Thank you to all who responded to this. Suggestions included measuring urine amylase - it was more the other chemistries which concerned me as abdominal scanning could perhaps be used although I don't know the diagnostic accuracy of this for pancreatitis.
Other suggestions were to ultracentrifuge, run using 'dry chemistry' analyser, refridgerate and run infranatant and dilute the sample to dilute out the interference. We had considered these but no ultracentrifuge or easy access to dry chemistry analysers and were worried about the validity of the latter two so it was it was helpful to see that others would also try this.
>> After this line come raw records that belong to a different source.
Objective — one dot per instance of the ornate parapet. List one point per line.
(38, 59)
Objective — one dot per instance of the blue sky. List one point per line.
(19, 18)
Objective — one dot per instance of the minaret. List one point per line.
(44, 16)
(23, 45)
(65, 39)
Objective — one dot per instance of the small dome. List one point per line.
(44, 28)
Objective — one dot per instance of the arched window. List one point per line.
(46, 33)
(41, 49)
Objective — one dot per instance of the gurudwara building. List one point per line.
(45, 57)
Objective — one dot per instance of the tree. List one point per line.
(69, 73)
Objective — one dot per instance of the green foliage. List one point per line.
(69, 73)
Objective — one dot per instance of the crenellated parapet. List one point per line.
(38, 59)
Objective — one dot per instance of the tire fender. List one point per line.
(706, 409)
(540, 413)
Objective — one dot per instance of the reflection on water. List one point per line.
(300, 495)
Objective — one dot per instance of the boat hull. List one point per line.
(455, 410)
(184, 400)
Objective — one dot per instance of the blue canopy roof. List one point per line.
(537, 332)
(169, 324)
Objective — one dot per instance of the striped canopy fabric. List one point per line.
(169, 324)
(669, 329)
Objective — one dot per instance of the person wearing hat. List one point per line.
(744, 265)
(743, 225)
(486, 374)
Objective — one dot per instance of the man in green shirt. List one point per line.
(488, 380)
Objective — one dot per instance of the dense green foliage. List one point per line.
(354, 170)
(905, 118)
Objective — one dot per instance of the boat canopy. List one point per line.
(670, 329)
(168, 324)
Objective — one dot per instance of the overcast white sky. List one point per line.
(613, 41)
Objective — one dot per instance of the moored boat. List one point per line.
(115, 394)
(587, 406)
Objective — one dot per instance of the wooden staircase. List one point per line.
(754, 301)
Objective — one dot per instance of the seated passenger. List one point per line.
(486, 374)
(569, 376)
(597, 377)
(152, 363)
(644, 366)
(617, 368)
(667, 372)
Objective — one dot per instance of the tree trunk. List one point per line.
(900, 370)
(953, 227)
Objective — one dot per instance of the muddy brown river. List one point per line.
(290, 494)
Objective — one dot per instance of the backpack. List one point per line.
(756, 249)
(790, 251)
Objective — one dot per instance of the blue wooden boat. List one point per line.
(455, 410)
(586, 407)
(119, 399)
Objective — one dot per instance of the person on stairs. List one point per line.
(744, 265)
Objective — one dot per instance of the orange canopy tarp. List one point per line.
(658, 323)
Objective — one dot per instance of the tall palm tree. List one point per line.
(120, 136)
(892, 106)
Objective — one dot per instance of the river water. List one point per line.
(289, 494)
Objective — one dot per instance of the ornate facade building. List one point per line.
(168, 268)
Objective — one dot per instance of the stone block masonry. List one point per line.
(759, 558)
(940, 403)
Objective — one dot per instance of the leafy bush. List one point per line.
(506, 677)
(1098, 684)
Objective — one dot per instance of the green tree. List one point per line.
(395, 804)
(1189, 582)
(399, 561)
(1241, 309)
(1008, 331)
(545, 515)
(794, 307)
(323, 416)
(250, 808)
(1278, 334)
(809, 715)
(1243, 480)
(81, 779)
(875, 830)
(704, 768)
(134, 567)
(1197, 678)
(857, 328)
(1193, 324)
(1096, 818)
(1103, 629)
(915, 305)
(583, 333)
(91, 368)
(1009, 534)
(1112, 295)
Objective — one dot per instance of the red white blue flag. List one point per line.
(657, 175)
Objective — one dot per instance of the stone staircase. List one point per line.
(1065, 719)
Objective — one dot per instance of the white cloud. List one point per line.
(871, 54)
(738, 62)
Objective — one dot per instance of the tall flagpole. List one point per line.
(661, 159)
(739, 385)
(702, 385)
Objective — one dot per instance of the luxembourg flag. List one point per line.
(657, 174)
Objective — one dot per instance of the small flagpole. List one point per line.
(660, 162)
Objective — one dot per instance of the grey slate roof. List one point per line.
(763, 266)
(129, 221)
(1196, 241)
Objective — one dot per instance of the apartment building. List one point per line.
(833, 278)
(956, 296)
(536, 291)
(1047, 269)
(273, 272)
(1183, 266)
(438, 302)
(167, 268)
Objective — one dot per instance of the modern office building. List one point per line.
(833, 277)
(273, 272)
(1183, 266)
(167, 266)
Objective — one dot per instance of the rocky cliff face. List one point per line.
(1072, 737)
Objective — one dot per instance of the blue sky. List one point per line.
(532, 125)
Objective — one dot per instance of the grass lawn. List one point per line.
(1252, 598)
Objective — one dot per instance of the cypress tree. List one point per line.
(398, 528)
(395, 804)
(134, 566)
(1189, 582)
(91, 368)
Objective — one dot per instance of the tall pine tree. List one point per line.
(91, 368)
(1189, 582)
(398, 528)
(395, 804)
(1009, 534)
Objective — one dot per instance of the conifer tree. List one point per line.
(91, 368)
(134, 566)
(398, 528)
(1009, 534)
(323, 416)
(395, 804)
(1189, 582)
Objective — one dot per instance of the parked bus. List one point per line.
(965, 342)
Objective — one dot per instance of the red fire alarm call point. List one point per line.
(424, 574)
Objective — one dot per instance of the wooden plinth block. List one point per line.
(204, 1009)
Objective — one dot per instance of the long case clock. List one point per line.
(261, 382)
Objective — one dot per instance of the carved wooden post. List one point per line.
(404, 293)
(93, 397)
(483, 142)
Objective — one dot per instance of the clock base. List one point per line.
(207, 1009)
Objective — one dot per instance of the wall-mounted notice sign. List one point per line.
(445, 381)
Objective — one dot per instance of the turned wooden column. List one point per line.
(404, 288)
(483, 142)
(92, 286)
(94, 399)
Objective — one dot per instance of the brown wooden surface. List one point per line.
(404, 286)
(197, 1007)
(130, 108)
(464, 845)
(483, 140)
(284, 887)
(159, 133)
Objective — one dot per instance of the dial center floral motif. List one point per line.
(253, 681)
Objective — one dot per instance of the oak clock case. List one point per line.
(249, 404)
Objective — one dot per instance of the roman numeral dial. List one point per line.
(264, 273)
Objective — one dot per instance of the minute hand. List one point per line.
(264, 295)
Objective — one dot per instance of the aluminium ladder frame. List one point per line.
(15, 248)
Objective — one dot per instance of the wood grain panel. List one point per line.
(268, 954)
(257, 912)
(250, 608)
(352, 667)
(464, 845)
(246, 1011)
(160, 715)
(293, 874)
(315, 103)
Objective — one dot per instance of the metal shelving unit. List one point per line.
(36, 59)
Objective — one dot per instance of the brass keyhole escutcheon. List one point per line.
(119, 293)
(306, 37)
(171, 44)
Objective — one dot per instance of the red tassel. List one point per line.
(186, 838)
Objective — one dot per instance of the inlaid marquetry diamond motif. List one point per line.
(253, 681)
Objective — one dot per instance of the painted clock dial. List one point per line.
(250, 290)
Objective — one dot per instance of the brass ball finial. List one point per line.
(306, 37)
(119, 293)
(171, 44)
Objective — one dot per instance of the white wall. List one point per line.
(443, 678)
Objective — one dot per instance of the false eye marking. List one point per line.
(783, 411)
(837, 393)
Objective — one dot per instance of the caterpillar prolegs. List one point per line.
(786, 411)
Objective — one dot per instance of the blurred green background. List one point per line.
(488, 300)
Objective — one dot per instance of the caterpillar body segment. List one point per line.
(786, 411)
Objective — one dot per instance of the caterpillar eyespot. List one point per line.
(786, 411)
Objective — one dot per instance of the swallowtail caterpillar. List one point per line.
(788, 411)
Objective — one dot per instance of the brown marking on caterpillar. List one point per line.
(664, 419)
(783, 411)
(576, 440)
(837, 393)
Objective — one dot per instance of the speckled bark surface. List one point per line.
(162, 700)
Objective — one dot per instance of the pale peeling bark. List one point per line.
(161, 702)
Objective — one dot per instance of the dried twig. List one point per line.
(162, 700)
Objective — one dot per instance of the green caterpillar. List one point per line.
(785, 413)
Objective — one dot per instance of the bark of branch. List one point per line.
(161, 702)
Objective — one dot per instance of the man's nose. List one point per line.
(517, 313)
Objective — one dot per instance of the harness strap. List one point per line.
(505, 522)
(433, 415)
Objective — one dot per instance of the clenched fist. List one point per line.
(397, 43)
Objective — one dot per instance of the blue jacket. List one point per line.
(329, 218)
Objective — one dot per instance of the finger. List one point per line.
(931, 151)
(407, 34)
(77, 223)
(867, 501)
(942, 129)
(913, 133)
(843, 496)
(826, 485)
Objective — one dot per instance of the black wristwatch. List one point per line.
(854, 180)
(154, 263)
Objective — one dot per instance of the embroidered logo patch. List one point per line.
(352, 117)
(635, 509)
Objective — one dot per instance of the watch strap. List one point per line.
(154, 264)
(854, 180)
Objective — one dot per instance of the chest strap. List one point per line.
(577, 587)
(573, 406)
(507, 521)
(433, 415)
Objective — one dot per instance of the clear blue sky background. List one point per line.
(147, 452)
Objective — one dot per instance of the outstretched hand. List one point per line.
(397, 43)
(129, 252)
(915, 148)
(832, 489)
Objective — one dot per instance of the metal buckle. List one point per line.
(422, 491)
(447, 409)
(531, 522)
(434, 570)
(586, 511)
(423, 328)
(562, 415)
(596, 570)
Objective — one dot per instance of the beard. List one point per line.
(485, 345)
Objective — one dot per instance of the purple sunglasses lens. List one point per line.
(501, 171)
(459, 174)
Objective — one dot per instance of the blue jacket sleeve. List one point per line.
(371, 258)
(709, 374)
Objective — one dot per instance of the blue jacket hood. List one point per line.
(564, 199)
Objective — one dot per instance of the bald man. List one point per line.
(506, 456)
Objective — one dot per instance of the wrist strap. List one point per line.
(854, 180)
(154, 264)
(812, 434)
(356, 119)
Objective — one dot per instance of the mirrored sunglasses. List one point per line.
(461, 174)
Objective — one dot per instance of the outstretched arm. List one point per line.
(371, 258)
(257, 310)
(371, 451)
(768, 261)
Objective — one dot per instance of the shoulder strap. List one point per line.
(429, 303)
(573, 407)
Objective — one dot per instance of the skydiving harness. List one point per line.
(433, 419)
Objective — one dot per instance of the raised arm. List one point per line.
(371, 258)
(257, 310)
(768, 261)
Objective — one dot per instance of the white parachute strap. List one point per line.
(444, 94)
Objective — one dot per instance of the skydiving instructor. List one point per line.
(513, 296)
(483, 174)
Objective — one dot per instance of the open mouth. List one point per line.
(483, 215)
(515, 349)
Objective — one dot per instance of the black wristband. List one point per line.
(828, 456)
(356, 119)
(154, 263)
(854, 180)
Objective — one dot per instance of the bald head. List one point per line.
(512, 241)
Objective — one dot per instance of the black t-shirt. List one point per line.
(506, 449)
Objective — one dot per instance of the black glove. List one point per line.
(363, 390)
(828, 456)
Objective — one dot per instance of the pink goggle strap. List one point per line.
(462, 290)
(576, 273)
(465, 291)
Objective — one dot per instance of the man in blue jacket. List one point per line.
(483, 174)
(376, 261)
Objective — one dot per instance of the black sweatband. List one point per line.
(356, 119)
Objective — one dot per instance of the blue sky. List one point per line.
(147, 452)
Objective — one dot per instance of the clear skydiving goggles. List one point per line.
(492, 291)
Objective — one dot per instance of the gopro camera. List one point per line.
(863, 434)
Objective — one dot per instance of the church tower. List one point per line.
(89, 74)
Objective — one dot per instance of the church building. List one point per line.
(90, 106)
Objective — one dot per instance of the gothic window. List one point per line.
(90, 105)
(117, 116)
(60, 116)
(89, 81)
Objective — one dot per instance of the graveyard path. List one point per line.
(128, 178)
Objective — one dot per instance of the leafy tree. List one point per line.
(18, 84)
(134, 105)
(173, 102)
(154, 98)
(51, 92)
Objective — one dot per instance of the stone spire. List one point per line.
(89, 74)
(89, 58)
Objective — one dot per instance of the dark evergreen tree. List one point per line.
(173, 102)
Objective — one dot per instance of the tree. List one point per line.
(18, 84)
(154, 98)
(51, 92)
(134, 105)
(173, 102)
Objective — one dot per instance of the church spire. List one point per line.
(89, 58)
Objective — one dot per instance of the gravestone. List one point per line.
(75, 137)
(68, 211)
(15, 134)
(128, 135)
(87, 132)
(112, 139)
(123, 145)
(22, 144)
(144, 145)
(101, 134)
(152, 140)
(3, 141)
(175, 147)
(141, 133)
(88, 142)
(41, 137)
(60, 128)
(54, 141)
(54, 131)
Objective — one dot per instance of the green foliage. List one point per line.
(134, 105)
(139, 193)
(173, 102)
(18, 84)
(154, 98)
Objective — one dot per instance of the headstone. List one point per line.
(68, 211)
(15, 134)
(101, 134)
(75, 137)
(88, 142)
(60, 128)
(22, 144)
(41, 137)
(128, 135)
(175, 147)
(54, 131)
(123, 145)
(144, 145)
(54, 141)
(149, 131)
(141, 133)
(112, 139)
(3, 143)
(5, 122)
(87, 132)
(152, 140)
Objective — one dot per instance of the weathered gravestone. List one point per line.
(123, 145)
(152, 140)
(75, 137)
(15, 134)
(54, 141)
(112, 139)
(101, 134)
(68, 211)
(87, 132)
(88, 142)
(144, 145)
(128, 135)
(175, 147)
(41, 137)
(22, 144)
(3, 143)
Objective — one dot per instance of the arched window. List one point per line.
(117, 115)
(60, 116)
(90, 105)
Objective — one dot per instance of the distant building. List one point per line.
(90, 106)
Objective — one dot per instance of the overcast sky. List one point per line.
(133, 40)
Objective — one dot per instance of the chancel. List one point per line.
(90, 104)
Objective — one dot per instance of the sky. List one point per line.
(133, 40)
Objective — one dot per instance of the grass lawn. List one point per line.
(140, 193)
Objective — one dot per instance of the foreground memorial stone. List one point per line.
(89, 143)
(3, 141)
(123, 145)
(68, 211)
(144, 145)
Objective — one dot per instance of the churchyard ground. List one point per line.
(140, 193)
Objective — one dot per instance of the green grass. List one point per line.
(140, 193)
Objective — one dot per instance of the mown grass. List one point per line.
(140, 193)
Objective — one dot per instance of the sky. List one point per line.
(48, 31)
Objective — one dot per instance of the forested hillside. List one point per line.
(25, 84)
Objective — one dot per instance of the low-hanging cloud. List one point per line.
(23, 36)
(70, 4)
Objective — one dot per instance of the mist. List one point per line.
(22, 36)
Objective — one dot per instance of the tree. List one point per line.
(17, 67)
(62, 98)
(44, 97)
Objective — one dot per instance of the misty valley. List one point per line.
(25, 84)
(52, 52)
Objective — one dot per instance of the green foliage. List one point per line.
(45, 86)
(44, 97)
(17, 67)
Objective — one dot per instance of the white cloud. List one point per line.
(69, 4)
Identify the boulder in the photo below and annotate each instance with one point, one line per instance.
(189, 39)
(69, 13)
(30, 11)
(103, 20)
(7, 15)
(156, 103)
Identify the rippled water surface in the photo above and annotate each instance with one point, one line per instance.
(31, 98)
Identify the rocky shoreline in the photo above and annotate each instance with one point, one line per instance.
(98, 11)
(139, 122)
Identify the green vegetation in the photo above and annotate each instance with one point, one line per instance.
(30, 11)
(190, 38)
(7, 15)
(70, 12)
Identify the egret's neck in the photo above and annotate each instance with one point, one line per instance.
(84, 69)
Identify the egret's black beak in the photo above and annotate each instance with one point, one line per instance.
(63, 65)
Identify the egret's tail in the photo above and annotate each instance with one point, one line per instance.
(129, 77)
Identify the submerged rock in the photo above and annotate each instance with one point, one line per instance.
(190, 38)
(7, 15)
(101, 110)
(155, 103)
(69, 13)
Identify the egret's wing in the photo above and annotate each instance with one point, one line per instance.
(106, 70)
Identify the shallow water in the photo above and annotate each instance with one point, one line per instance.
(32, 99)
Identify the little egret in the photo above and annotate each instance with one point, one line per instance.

We did serial dilutions and obtained fairly linear results. We have also refridgerated and run the infranatant. The patient was in fact very well clinically but did have significantly raised transaminase and LD and has now been discharged.
Dr Anne Tarn
Consultant Chemical Pathologist
Croydon University Hospital
Tel: 0208 401-3024
email: [log in to unmask]
------ACB discussion List Information--------
This is an open discussion list for the academic and clinical community working in clinical biochemistry.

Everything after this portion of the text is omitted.